A nuclear bomb in a suitcase is being touted around the bad guys of Europe.

With key agents incapacitated the CIA are forced to send clumsy back-room computer operative Susan Cooper (McCarthy) undercover.

She is so unsuited to fieldwork she faints at the sight of blood and must fight not only heavily-armed bad guys – but her own inexperience and insecurity.

Decorated with the typical Bond furniture of casinos, helicopters, fast cars and gadgets, the plot moves briskly through the familiar locations of Paris, Rome and Budapest.

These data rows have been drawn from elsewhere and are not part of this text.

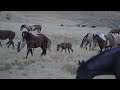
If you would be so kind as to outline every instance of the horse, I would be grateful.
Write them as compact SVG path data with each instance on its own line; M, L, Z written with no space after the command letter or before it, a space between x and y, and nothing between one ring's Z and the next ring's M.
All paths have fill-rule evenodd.
M85 45L86 50L87 50L87 45L89 44L89 49L92 47L92 41L93 41L93 35L94 33L88 33L87 35L84 36L82 39L82 43L80 44L80 47L82 48L83 45Z
M98 43L100 51L102 52L102 49L105 48L112 48L114 46L114 37L111 34L96 34L93 35L93 48L95 48L96 43Z
M23 24L20 27L20 31L22 31L24 28L27 29L28 32L37 30L38 33L40 33L41 29L42 29L42 26L41 25L26 25L26 24Z
M86 25L81 25L81 27L86 27Z
M109 34L115 34L115 33L120 33L120 29L112 29L112 30L110 30L110 32L109 32Z
M120 35L113 35L114 37L114 47L120 45Z
M7 47L12 45L12 48L14 49L14 42L13 42L14 38L15 38L15 32L11 30L0 30L0 40L9 39L9 41L6 43L6 45L8 45ZM0 45L2 47L1 42L0 42Z
M96 26L91 26L92 28L96 28Z
M61 53L63 51L63 49L65 50L65 53L66 53L66 49L68 49L69 51L69 54L70 54L70 50L73 52L73 49L72 49L72 44L71 43L60 43L57 45L57 51L59 51L59 48L62 48L61 49Z
M115 75L120 79L120 47L103 51L86 62L79 61L76 79L92 79L97 75Z
M17 52L20 52L26 45L26 41L25 40L20 40L17 44ZM51 51L51 45L52 45L52 42L51 42L51 39L48 38L48 44L47 44L47 49L49 51ZM34 51L34 48L33 48L33 51Z
M33 56L32 48L41 47L41 49L42 49L41 56L46 55L47 45L48 45L48 37L46 35L39 34L39 35L35 36L27 31L23 31L22 32L22 40L23 41L25 40L27 43L28 51L27 51L26 59L28 57L29 52L31 52L31 55Z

As Theodore Shapiro’s music reaches a satisfactory Bond-esque pitch, the action is technically well executed.

However it’s handled leniently by the editor; one explosion is seen from at least seven different camera angles.

If this is intended to be exaggeration for comic effect such as mastered by Paul Verhoeven in Robocop (1987) and John Landis in The Blues Brothers (1980), it’s insufficiently developed.

More likely it’s aping the current trend in editing for repeating the same shot from different angles to exploit the budget for maximum onscreen effect.

Either way it slows the pace and contributes to the generous running time. This lack of ruthlessness in the edit is a big problem and Spy keeps repeating it.

The unnecessary appearance of rapper 50 Cent is another example, as is the weary repetition of an excellent joke about the consequences of having an Operations room in a basement.

There’s a great knife in a kitchen with glamorous assassin Lia (Nargis Fakhri) where comedy and action combine instead of competing – the film would be much improved with more scenes like it.

Jude Law’s champagne swilling tuxedo’d super-spy Bradley Fine offers a glimpse of a James Bond we’ll never have.

The British star is happy to send himself up as the vainest man on the planet but labours under an American accent and a script offering him few decent lines.

Fortunately Jason Statham and Peter Serafinowicz abseil in with expertly calibrated comic performances and rescue the Americans from a mire of directorial appeasement.

Their deranged performances steal their every scene. Rick Ford (Statham) is a barking mad rogue agent while Aldo (Serafinowicz) is an undercover Italian operative with unsuppressed passions.

It’s fair enough the men are vain idiots and the women do the actual work – but Spy seems overly-pleased with itself for this reversal and the result is more indulgence.

Miranda Hart riffs on her TV persona as Cooper’s dowdy sex-starved colleague Nancy B. Artingstall. She’s a not-so best friend who’s happy to embarrass Cooper in front of glamorous agent Karen Walker (Morena Baccarin in not much more than a cameo).

As criminal mastermind Rayna Boynaov, Aussie actress Rose Byrne dresses up in a cut-glass accent and trashy outfits and commendably commits herself to ridicule in a broad performance.

McCarthy’s a fine and engaging actress who capably charts the journey from put upon underling to confident ass-kicker. But her ad libbing is rarely as funny as the film thinks it is.

A running joke sees McCarthy in a variety of terrible outfits and looking at one point not unlike Dawn French in the Vicar Of Dibley. One or two inspired lines aside, she’s also about as funny.